Police were notified of the theft by a temple employee who noticed Wednesday morning that the statue had disappeared. A security camera captured someone wrapping the statue in what looked like a blanket and taking it away.

About two hours and 20 minutes after receiving the call, police apprehended Morimoto near a commercial facility in Matsumoto, Nagano Prefecture. The statue was found inside a car.

The statue is loved by local people, who affectionately call it “Binzuru-san.” It’s believed that a person will be cured of illness or injury in a certain part of their body if they touch the same area on the statue.

The Yomiuri Shimbun
Meishin Hayashi, senior priest of Zenkoji temple, speaks to reporters on Wednesday.

Before the arrest, senior priest Meishin Hayashi told reporters that the main hall had been locked during the night, and that it was opened at about 5:30 a.m. that day.

The employee saw the statue on the dais at about 8 a.m., following the regular morning sermon.
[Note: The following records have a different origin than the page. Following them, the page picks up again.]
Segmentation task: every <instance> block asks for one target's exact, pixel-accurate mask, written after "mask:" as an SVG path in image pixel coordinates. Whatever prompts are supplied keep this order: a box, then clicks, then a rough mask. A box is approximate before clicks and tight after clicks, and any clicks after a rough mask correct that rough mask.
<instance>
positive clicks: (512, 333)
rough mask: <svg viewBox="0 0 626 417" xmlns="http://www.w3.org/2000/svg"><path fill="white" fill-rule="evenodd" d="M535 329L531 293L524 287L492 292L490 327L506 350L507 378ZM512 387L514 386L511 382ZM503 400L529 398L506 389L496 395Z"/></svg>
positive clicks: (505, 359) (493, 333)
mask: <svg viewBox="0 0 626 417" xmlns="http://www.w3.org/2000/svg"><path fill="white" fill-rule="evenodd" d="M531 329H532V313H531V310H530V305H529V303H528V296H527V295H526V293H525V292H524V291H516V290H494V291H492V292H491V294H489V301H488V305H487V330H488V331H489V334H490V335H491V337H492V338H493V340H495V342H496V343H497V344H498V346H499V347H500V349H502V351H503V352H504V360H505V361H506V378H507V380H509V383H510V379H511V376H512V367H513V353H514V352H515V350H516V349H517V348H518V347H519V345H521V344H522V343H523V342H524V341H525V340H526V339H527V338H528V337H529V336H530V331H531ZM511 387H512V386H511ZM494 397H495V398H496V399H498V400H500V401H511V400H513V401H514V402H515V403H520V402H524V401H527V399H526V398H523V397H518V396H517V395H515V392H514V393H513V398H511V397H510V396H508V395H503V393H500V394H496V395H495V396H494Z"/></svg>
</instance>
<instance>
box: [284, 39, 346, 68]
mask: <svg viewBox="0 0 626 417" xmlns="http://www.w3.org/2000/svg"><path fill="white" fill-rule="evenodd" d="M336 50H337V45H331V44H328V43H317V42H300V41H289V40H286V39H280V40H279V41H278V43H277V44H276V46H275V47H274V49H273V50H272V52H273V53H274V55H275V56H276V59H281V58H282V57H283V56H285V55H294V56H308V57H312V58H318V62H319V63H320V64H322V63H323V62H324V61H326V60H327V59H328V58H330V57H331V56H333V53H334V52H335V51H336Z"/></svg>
However, it was gone 30 minutes later.

“I’m really surprised to hear that Binzuru-san was stolen,” said a 78-year-old man from Nagano City who came to the temple on Wednesday. “It’s like a symbol of Zenkoji temple.”

A 68-year-old woman from Shinano in the prefecture, who serves as a volunteer tour guide at Zenkoji, learned of the theft when she came to the temple to show a group of foreign tourists around.

“I’m glad it’s been discovered. But I feel pity for visitors today because they can’t touch the statue,” she said.

The statue has been replaced on the dais again when it is returned by the police. The temple said it will consider anti-theft measures, including reviewing its security system and installing more cameras.